AP: Yes, there is another work in the Guggenheim collection from the Paris period – Courbe dominante (Dominant Curve), 1936. Why do you think he switched from this rigidity of the Bauhaus period when he moved to Paris?

Kandinsky in his apartment-studio in Paris (1939), before “Dominant Curve” (1936), one of the most representative works of his Biomorphic Abstractions / Courtesy of musings-on-art.org

Kandinsky in his apartment-studio in Paris (1939), before “Dominant Curve” (1936),one of the most representative works of his Biomorphic Abstractions / Courtesy of musings-on-art.org

JV: I think it was partly the natural progression. You will find a lot of artists, who work in formal, quite restrictive manner, but at some point they break out into more freedom of expression. You can find the same development in the Pointillism movement, which was very rigidly implied first, and it must have been very liberating to come out of that and give yourself a little bit more of freedom of expression. Perhaps in Kandinsky’s case, the move from the Bauhaus allowed him to explore slightly unstructured compositions and become slightly freer in his forms.

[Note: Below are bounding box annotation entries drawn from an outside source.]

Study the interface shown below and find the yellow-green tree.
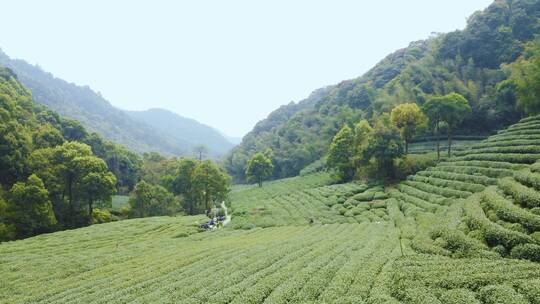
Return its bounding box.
[510,44,540,114]
[7,174,56,238]
[326,125,356,181]
[390,103,427,154]
[246,152,274,187]
[441,93,472,157]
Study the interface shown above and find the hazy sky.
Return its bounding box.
[0,0,491,136]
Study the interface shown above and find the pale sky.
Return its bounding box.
[0,0,492,136]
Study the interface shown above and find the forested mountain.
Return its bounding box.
[226,0,540,180]
[0,67,142,240]
[0,50,233,156]
[126,109,234,157]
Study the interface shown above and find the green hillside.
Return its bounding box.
[227,0,540,180]
[0,116,540,303]
[0,50,234,157]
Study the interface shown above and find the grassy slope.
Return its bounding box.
[0,117,540,303]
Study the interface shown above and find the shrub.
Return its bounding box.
[92,208,113,224]
[465,215,534,248]
[479,285,529,304]
[510,244,540,262]
[499,178,540,208]
[416,168,497,185]
[514,170,540,190]
[440,288,480,304]
[480,187,540,232]
[394,153,437,180]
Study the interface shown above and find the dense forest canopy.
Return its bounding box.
[226,0,540,181]
[0,68,142,239]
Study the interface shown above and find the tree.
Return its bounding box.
[191,160,230,210]
[166,158,230,214]
[193,145,208,161]
[363,114,403,179]
[511,45,540,114]
[166,157,199,215]
[8,174,56,237]
[81,171,116,220]
[129,181,179,217]
[422,96,444,159]
[390,103,426,154]
[29,142,116,228]
[353,119,373,168]
[246,152,274,187]
[326,125,355,181]
[440,93,472,157]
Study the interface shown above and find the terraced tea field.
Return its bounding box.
[0,117,540,304]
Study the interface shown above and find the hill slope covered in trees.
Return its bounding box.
[0,50,238,156]
[0,116,540,304]
[227,0,540,180]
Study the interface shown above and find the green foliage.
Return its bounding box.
[165,158,230,214]
[227,0,540,181]
[92,208,114,224]
[326,125,356,181]
[395,154,437,180]
[129,181,179,217]
[511,42,540,114]
[246,152,274,187]
[0,68,124,239]
[6,174,56,238]
[363,116,404,179]
[390,103,427,154]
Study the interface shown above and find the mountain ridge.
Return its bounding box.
[0,49,234,156]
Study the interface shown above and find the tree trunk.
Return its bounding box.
[68,176,75,224]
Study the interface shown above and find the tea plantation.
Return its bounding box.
[0,117,540,304]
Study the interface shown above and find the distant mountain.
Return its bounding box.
[226,0,540,181]
[126,109,235,157]
[0,50,234,157]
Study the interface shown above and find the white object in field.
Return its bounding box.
[221,201,231,226]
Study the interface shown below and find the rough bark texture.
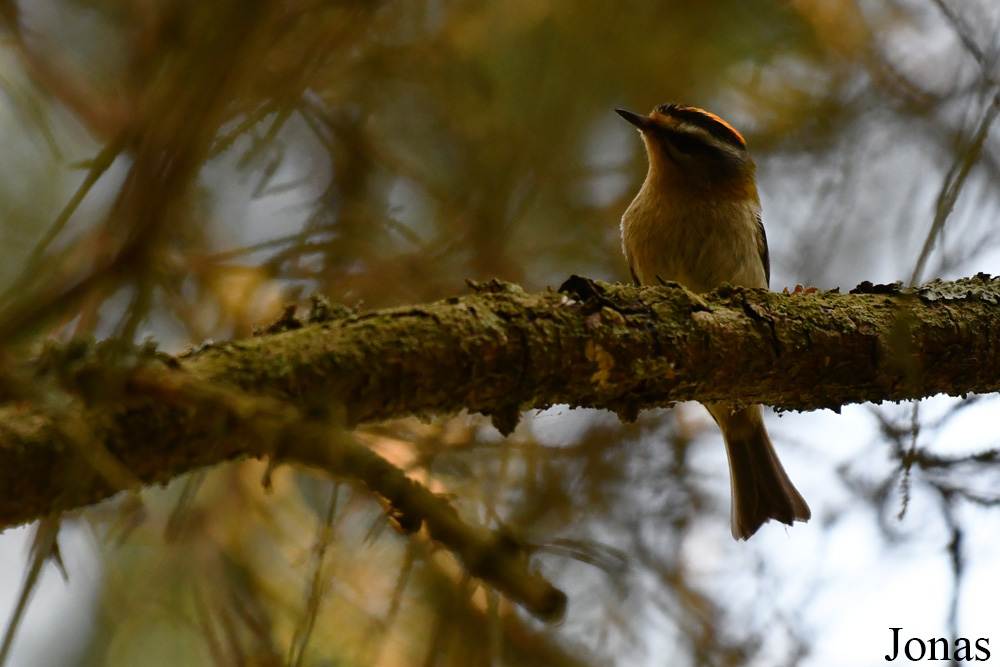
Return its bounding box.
[0,275,1000,576]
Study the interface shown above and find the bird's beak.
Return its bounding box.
[615,109,653,132]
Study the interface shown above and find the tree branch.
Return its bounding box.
[0,274,1000,615]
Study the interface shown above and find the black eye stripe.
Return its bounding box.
[656,104,746,150]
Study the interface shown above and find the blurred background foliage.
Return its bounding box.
[0,0,1000,666]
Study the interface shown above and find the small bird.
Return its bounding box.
[615,104,811,540]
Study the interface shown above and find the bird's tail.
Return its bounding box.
[706,403,812,540]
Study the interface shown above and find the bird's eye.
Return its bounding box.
[670,134,707,155]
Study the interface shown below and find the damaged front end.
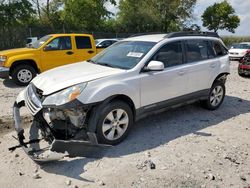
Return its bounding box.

On the other hand, Kandinsky is very often about juxtaposition and contrast. In the very title of the picture you have a contrast between rigid and curved; it is a frequent dichotomy in the titles the artist ascribed to his works, giving some clues to the visual interpretation of them. In a very simple fashion, in this work you have rigid on the left and curved on the right.

Kandinsky frequently brings together a lot of different elements within the abstract framework. I think in terms of other influences, there is a suggestion that in a slightly more figurative way the horns in the upper part of the painting could represent the bull and may relate to the subject of the rape of Europa, which was an oft-explored topic through art history.

Wassily Kandinsky, Rigid and Curved, 1935 (detail) / Photo by Anna Prosvetova

Wassily Kandinsky, Rigid and Curved, 1935 (detail) / Photo by Anna Prosvetova

AP: In this painting Kandinsky employs an interesting sand technique. What was the inspiration behind this choice? Was this technique characteristic for Kandinsky?

JV: This was something new for his Paris period, very much so. Before he moved to Paris, his works were very flat and plain, one-dimensional. Here we can see a new departure for him, something he was to explore throughout the Paris period. The inception of this idea of using sand to accentuate the surface and give a sense of three-dimensionality to the whole work was such a key feature of that early Paris period. It does create a whole new way of dealing with colour, particularly when juxtaposed against the flat surface. For me, one of the lovely passages is the shape in the top left corner, which is actually quite reminiscent of Matisse, his later cut-outs. Set against that flatly-painted background, it really makes that shape stand out.

AP: In November 2012 Christie’s sold Kandinsky’s Study For Improvisation 8 for a record $23 million. What are your expectations from the upcoming sale of Rigide et courbe in New York?

JV: I think New York is such a global location to offer great works of art, and I believe that Kandinsky does resonate with America a lot, also because the Guggenheim collection is the biggest holding of Kandinsky’s works. In terms of expectation – who knows, these things are never that easy to predict. It is a very different painting from the one we made the world record for, a very different era. This is an area of the market, which I think has not seen as much activity in terms of works coming on to the market, as the Moscow period or the Bauhaus period, for example. The work was extensively toured and exhibited before the sale, and now it is starting its journey to the auction in mid-November. In New York it will be presented during the 20th century week, which covers everything from Monet through to Peter Doig, and we are excited to place it in this chronology as well. 

AP: Thank you, Jay! We are looking forward to the upcoming sale.